The Royal Military College (RMC) has summer sea cadets attend camps where they learn all sorts of sailing and water skills. I think they were still at the beginning of safety and etiquette. As we were approaching a right of way (although sailboats tend to have the right of way it is often not possible for large vessels to easily maneuver away from smaller crafts) the small Lazer crafts the cadets were attempting to master were directly in our path. Our captain had to make a sharp about turn to avoid several leaving passengers with a bare waterside view of the Pen and completely missing a view of the asylum. Fortunately no frantic SOS, flares, or cries of dismay (I doubt they were even aware of how precarious their situation was and should have had a stern lecture upon returning to RMC – they were quite far out) as we motored on our merry way to the pier. It was a glorious day to be on the water with the wind whipping through my hair. We HAD a military college in Victoria, with its very own, bonafide castle. It is now Royal Roads University and the castle is still there.

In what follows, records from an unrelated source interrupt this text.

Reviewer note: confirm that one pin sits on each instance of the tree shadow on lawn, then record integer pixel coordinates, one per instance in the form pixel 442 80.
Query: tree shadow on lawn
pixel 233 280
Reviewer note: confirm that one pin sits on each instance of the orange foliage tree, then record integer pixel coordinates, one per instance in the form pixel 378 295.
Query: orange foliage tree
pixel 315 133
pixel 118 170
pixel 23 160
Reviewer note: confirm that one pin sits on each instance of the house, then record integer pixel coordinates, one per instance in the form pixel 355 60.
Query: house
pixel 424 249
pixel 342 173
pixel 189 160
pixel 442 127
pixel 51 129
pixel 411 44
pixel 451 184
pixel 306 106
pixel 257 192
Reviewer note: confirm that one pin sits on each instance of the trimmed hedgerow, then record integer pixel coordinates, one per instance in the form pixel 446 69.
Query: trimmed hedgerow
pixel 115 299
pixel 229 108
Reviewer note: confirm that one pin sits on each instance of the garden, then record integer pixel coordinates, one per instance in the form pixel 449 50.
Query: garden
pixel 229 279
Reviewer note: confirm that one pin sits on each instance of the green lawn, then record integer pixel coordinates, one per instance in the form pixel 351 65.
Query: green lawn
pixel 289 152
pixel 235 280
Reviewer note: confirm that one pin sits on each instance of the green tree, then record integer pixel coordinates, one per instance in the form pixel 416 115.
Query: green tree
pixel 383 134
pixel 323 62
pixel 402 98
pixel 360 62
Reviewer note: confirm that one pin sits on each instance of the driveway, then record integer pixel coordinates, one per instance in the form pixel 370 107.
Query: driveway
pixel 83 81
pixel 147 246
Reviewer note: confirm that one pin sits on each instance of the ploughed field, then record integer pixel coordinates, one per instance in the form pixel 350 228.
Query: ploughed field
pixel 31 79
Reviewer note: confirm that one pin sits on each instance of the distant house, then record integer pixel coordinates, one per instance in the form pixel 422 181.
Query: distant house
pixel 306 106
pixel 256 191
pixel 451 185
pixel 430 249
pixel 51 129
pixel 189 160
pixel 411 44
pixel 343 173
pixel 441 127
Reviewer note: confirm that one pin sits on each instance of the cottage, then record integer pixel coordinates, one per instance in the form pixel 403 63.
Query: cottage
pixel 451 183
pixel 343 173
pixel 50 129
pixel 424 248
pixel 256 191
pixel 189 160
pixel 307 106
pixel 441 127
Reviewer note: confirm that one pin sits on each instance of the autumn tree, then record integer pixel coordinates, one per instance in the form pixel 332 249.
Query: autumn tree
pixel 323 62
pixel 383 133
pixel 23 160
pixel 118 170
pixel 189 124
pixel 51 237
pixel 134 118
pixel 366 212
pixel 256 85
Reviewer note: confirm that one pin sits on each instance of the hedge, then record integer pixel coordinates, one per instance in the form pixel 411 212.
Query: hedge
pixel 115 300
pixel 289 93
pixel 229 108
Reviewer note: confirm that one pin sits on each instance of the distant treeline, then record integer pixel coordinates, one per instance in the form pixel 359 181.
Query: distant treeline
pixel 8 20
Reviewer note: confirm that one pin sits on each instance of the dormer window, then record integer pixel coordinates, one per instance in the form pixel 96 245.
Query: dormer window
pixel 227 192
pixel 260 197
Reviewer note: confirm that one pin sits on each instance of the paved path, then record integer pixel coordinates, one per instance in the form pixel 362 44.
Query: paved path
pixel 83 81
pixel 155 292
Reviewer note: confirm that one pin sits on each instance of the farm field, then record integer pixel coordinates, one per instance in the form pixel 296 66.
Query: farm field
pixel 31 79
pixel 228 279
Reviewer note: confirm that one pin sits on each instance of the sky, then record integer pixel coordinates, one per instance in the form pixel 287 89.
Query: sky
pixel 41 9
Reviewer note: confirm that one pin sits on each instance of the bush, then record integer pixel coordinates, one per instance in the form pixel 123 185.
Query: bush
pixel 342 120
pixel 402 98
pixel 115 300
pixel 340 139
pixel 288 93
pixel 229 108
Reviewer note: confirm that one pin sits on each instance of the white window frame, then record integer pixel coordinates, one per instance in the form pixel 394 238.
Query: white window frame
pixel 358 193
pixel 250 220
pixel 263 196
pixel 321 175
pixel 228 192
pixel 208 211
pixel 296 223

As if a boat tour was not enough for the day I went on another trolley tour. In one day I had seen the college and Fort Henry from both sides now. Only as far as the ramparts for the Fort, I was saving the inside for another day. Lake Ontario was still high enough to be lapping at the toes of the cadets – sandbags are not usually laid out so late in the summer. That would be good work for all those budding sailors.
To allow sailboats and various craft access to the Rideau Canal there is a lift bridge – which was obligingly lifted for a sailboat – we were too far back to see but, like RMC, we HAD one in Victoria until the city decided to build a new one and made damn sure the old could never be used again by selling it for scrap! I remain hopeful that Kingston will not do something as similar considering our new bridge is behind schedule and rising in cost. Someone needs to explain it is the bridge we want raised, not our taxes. Oops, letting politics sneak in.
Dinner was at the popular local Battersea Creekside Bar & Grill. You know a place has great food when they bring the wrong meal and you do not notice! Or I was just very hungry.
It was supposed to be an enchilada. What I got was 3 Mexican chicken wraps and nachos. Very good and probably far less stuffing. (When we went another time I found out this was indeed their version of enchiladas- my SIL pointed out we are not anywhere near Mexico!)
After that full day I spent the next in the country. Then another day dealing mainly with a possible hacker. They were unsuccessful. It took a good part of my day to get everything figured out to be on the safe side. Despite spending much of the day hanging out with my D at her office (I need a job like hers) I managed to put in well over the figure below. For anyone who wants to write about their adventures losing the use of a keyboard is catastrophic!
The numbers: daughter bought dinner. I hate to think how much I weight with all this eating out!2.50 coffee; 2.50 Wolfe Island Bakery apple turnover (so flaky!) 13,000 steps (this is how I manage eating out – within reason)
More numbers: 10.00 breakfast; 2.25 Sipps coffee; 2.50 Wolfe Island pretzel ( I did not even have to swim); 8.00 fresh squeaky cheese (the only kind for Poutine – which I do not eat) and Hagan-Dazs ice cream bar (I know, I know) 13,500 step – not sure how many when phone inexplicably shut down. Perhaps another 2500-3000.